No prosseguimento de tal discurso argumentativo concluiu o Tribunal Administrativo e Fiscal de Mirandela pela não notificação da liquidação em causa e pela procedência da execução, porquanto, não previa a lei qualquer situação em que se possa concluir pela perfeição da notificação de uma liquidação numa situação em que a mesma é devolvida com a informação «endereço insuficiente», e não resultava dos autos que o contribuinte tivesse incumprido a obrigação legal de declarar o seu domicilio fiscal, bem como qualquer alteração ao mesmo.

Não conformada, defende a Fazenda Pública que para obstar à ocorrência da caducidade, basta que a Administração Tributária deposite a carta de notificação nos serviços do distribuidor postal, sob registo, até 3 dias antes do termo do prazo de caducidade.
E que para o referido efeito, a lei não exige que o notificando tenha efectivo conhecimento do acto tributário, uma vez que a lei estabelece uma presunção iuris et de jure da validade da notificação.
Conclui assim que, demonstrando-se, que o facto impeditivo da caducidade (notificação do acto de liquidação) foi praticado e enviado ao destinatário sob a forma legalmente prescrita - carta registada (cf. artigo 149°, n.º 3 do CIRS, à data vigente) - em data anterior ao termo final do prazo de caducidade, a dita notificação não enferma de qualquer vício da mesma invalidante para efeitos de aferição da observância do prazo de caducidade.
Como se constata das conclusões das alegações de recurso, que, como é sabido, delimitam o seu objecto, a única razão de discordância da Fazenda Pública com a sentença recorrida prende-se com a notificação da liquidação das dívidas exequendas que, em seu entender devia ter sido efectuada por carta registada e não por carta registada com A/R, por força do disposto no artº 149º, nº 3 do CIRS.

Esta argumentação em que se apoia a Fazenda Pública para sustentar o erro de julgamento imputado à sentença, não pode, no entanto, obter acolhimento.
Com efeito a recorrente olvida nas suas alegações de recurso um dado essencial, que foi levado em conta decisão recorrida, ou seja que no caso a liquidação adicional é uma liquidação que altera a situação tributária do contribuinte.

Vejamos.
O art. 149º do CIRS estabelece regras especiais sobre as notificações relativas a IRS.
Com efeito a regra no domínio das notificações relativas a IRS é que estas sejam efectuadas por mera carta registada (cfr. o n.º 3 do artigo 149.º do CIRS).
Porém dispõe o nº 2 do mesmo normativo que as notificações a que se refere o artigo 66.º (do CIRS), ou seja, as notificações referentes a actos de fixação ou alteração da matéria tributável do imposto previsto no artigo 65.º daquele Código deverão ser efectuadas através de carta registada com aviso de recepção.
Ou seja de acordo com o artº 149º do CIRS os actos de liquidação de IRS efectuados com base na declaração anual de rendimentos apresentada pelo contribuinte estão sujeitos a notificação por mera carta registada.

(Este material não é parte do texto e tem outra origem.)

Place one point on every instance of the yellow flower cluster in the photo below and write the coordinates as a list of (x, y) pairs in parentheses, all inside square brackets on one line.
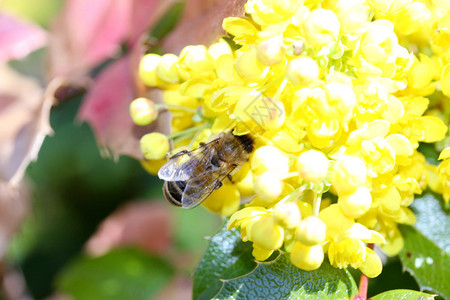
[(334, 93)]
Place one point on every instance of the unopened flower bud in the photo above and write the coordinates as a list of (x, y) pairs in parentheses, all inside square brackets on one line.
[(312, 166), (322, 27), (154, 145), (248, 65), (271, 51), (167, 69), (305, 257), (143, 111), (348, 173), (269, 158), (268, 185), (260, 253), (311, 231), (302, 70), (357, 203), (266, 234), (196, 58), (287, 215)]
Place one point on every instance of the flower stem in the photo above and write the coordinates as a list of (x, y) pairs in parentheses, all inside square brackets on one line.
[(363, 284)]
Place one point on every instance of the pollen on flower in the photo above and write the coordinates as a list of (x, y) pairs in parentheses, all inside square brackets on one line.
[(143, 111), (154, 145), (336, 102)]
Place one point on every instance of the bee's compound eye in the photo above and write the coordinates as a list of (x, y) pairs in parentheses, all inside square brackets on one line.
[(173, 192)]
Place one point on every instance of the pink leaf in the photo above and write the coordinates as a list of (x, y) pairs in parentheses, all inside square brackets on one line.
[(18, 39), (106, 109), (143, 224), (145, 14), (87, 32), (202, 23), (24, 122)]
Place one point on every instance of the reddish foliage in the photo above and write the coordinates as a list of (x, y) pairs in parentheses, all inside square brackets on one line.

Todavia, estando em causa as notificações dos actos de alteração dos rendimentos declarados e dos actos de fixação pela administração dos rendimentos sujeitos a tributação, têm as mesmas de ser efectuadas por meio de carta registada com aviso de recepção.
No sentido de que uma liquidação adicional que materialize ou revele um ato de fixação ou alteração da matéria tributável declarada pelo contribuinte na declaração periódica deve obrigatoriamente ser notificada por carta registada com A/R, em conformidade com o disposto no art. 38º nº 1 do CPPT e arts. 65º nº 4, 66º e 149º nº 2 do CIRS, se pronunciaram, entre outros, os acórdãos desta Secção proferidos em 13/04/2011, no proc. nº 0546/10, em 28/11/2012, no proc. nº 0685/11, em 28/03/2012, no proc. nº 0491/11 e em de 05.02.2015, no Proc. 01940/13.

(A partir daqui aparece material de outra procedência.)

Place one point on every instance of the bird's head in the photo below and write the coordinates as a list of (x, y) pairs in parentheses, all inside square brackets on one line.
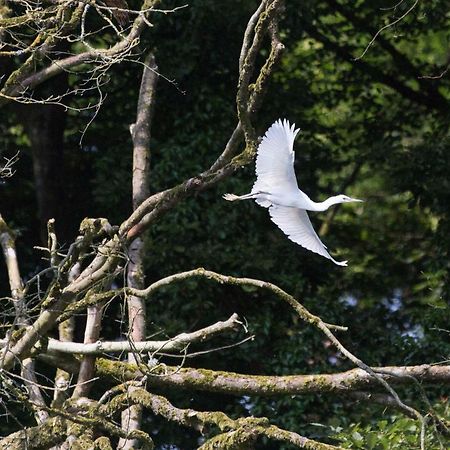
[(345, 199)]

No caso vertente resulta dos autos (fls. 58 e 59) que a dívida exequenda se refere a uma liquidação oficiosa de IRS e juros compensatórios efectuada pelos serviços da administração tributária pelo facto de os recorridos não terem apresentado com a declaração anual de rendimentos respeitante ao ano de 2006 o anexo com a declaração das mais-valias decorrentes da alienação de um imóvel que nesse ano realizaram.
A Administração Tributária remeteu por carta registada, o oficio n.º 15016 de 23.11.2009, endereçado ao oponente para a morada «AV ………. — ……….5400-………. Chaves», relativo a divergências nos valores declarados na Declaração de IRS e informação obtida sobre a venda de um imóvel pelo valor de € 175 000,00 (probatório pontos 3 e 4), ali se exarando que «da consulta ao sistema informático» se verifica «que não consta a venda referida na declaração Mod. 3 de IRS no ano de 2006» sendo tal ofício devolvido com a indicação de endereço insuficiente.
Porque os recorridos não declararam esse rendimento tributável a Administração Tributária procedeu à liquidação oficiosa de IRS nº 2010 00001904939, que constitui um verdadeiro acto de correcção/alteração dos rendimentos sujeitos a tributação, da iniciativa da administração, previsto nos arts. 65º nº 4 e 66º do CIRS.
A liquidação em causa foi no entanto enviada por carta registada simples, tendo sido devolvida com a menção «endereço insuficiente».
Ora constituindo tal liquidação acto de correcção/alteração dos rendimentos sujeitos a tributação, da iniciativa da administração, impunha-se que a sua notificação fosse efectuada por carta registada com A/R, em conformidade com o disposto nos arts. 65º nº 4, 66º e 149º nº 2 do CIRS., como bem decidiu a sentença recorrida.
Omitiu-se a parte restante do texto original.